I’m curious how software can be created and evolve over time. I’m afraid that at some point, we’ll realize there are issues with the software we’re using that can only be remedied by massive changes or a complete rewrite.
Are there any instances of this happening? Where something is designed with a flaw that doesn’t get realized until much later, necessitating scrapping the whole thing and starting from scratch?
Happens all the time on Linux. The current instance would be the shift from X11 to Wayland.
And then ALSA to all those barely functional audio daemons to PulseAudio, and then again to PipeWire. That sure one took a few tries to figure out right.
And the strangest thing about that is that neither PulseAudio nor Pipewire are replacing anything. ALSA and PulseAudio are still there while I handle my audio through Pipewire.
How is PulseAudio still there? I mean, sure the protocol is still there, but it’s handled by
pipewire-pulse
on most systems nowadays (KDE specifically requires PipeWire).Also, PulseAudio was never designed to replace ALSA, it’s sitting on top of ALSA to abstract some complexity from the programs, that would arise if they were to use ALSA directly.
Pulse itself is not there but its functionality is (and they even preserved its interface and pactl). PipeWire is a superset of audio features from Pulse and Jack combined with video.
For anyone wondering: Alsa does sound card detection and basic IO at the kernel level, Pulse takes ALSA devices and does audio mixing at the user/system level. Pipe does what Pulse does but more and even includes video devices
And then from ALSA to PulseAudio haha
They’re at different layers of the audio stack though so not really replacing.

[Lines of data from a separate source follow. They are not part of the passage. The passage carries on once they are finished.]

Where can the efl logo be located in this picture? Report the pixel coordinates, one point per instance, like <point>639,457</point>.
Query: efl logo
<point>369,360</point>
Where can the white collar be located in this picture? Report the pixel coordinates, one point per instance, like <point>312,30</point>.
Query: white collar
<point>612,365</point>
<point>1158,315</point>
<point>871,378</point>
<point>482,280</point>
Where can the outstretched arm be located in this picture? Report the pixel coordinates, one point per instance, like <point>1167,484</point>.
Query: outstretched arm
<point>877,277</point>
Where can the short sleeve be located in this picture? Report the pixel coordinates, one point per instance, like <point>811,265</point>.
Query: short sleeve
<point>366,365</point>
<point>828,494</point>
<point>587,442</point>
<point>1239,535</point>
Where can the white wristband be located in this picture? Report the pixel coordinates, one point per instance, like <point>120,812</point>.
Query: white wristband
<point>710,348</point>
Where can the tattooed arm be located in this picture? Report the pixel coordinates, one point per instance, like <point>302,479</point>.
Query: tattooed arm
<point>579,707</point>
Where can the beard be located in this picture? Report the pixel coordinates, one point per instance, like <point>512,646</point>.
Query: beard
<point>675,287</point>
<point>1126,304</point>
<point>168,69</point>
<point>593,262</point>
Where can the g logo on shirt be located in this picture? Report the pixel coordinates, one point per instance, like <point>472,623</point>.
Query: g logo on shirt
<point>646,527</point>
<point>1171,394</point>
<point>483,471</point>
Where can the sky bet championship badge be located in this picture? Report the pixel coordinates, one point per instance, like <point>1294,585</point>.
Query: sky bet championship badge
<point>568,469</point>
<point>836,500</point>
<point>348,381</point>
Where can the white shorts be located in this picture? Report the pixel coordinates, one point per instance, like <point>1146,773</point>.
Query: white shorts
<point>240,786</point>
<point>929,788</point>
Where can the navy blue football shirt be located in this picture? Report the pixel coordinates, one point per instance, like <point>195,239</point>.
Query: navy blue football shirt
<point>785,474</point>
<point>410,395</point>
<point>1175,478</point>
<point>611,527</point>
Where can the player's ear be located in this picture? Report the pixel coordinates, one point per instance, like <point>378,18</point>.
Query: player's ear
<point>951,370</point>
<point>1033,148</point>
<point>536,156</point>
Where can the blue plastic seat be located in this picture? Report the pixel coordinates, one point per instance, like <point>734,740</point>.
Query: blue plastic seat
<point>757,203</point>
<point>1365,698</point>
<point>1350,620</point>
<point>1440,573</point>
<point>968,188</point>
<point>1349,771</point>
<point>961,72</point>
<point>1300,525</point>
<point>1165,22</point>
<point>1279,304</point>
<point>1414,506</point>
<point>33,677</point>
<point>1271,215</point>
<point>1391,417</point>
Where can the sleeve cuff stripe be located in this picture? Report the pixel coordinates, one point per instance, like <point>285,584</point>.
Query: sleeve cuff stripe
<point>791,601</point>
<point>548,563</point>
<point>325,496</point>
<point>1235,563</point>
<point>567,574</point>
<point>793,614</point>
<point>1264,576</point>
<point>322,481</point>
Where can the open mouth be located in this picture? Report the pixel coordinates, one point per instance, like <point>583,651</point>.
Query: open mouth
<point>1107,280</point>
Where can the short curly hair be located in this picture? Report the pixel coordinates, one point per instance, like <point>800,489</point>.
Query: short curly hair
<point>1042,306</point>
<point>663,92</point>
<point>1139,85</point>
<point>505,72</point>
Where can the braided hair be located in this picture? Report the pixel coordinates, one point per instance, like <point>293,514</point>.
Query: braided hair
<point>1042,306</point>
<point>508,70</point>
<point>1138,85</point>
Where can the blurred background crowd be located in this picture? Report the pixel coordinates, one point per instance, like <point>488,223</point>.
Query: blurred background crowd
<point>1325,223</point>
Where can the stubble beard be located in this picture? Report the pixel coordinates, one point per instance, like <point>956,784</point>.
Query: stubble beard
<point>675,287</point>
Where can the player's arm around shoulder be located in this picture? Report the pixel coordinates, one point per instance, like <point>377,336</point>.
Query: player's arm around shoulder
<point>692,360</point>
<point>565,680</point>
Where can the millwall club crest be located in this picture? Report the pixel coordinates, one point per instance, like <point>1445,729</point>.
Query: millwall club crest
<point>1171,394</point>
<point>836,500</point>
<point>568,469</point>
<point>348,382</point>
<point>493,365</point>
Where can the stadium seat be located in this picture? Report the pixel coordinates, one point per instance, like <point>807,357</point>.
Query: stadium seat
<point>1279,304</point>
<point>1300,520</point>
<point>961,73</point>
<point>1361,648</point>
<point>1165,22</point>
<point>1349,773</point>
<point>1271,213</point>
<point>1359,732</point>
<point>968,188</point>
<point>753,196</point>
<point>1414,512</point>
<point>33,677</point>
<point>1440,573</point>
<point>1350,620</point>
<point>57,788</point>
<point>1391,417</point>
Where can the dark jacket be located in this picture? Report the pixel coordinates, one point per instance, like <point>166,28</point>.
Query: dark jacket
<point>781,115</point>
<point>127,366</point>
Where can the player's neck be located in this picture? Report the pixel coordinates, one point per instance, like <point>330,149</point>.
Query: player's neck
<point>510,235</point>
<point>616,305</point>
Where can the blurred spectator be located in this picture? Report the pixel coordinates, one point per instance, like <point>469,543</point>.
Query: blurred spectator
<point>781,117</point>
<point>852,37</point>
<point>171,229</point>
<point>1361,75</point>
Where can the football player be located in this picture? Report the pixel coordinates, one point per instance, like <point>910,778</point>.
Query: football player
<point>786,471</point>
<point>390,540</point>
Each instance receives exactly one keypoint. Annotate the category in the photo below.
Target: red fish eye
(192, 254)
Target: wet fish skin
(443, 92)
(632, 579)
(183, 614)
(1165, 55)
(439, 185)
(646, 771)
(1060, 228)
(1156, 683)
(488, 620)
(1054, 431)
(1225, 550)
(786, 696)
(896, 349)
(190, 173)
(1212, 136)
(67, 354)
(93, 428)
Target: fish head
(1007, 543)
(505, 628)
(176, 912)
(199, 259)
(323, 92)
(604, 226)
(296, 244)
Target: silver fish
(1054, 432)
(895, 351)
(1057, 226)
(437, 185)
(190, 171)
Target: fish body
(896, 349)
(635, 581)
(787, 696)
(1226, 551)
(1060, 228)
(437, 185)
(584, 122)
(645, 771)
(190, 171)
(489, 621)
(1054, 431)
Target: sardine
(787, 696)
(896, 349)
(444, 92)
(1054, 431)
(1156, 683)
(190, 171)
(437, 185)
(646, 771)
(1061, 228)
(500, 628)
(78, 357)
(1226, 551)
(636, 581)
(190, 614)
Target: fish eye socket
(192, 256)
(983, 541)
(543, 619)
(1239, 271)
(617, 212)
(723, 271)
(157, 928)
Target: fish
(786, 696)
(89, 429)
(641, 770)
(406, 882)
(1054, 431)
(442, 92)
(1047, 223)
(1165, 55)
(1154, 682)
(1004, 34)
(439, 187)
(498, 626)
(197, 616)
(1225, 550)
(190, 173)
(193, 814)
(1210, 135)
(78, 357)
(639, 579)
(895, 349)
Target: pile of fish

Wayland, Pipewire, systemd, btrfs/zfs, just to name a few.
Wayland is THE replacement to broken, hack-driven, insecure and unmaintainable Xorg.
Pipewire is THE replacement to the messy and problematic audio stack on Linux to replace Pulseaudio, Alsa etc.
SystemD is THE replacement to SysVinit (and is an entire suite of software)
Like many, I am not a fan of SystemD and hope something better comes along.
Yes, I know. I was answering the question of if there were instances of this happening.
I would say the whole set of C based assumptions underlying most modern software, specifically errors being just an integer constant that is translated into a text so it has no details about the operation tried (who tried to do what to which object and why did that fail).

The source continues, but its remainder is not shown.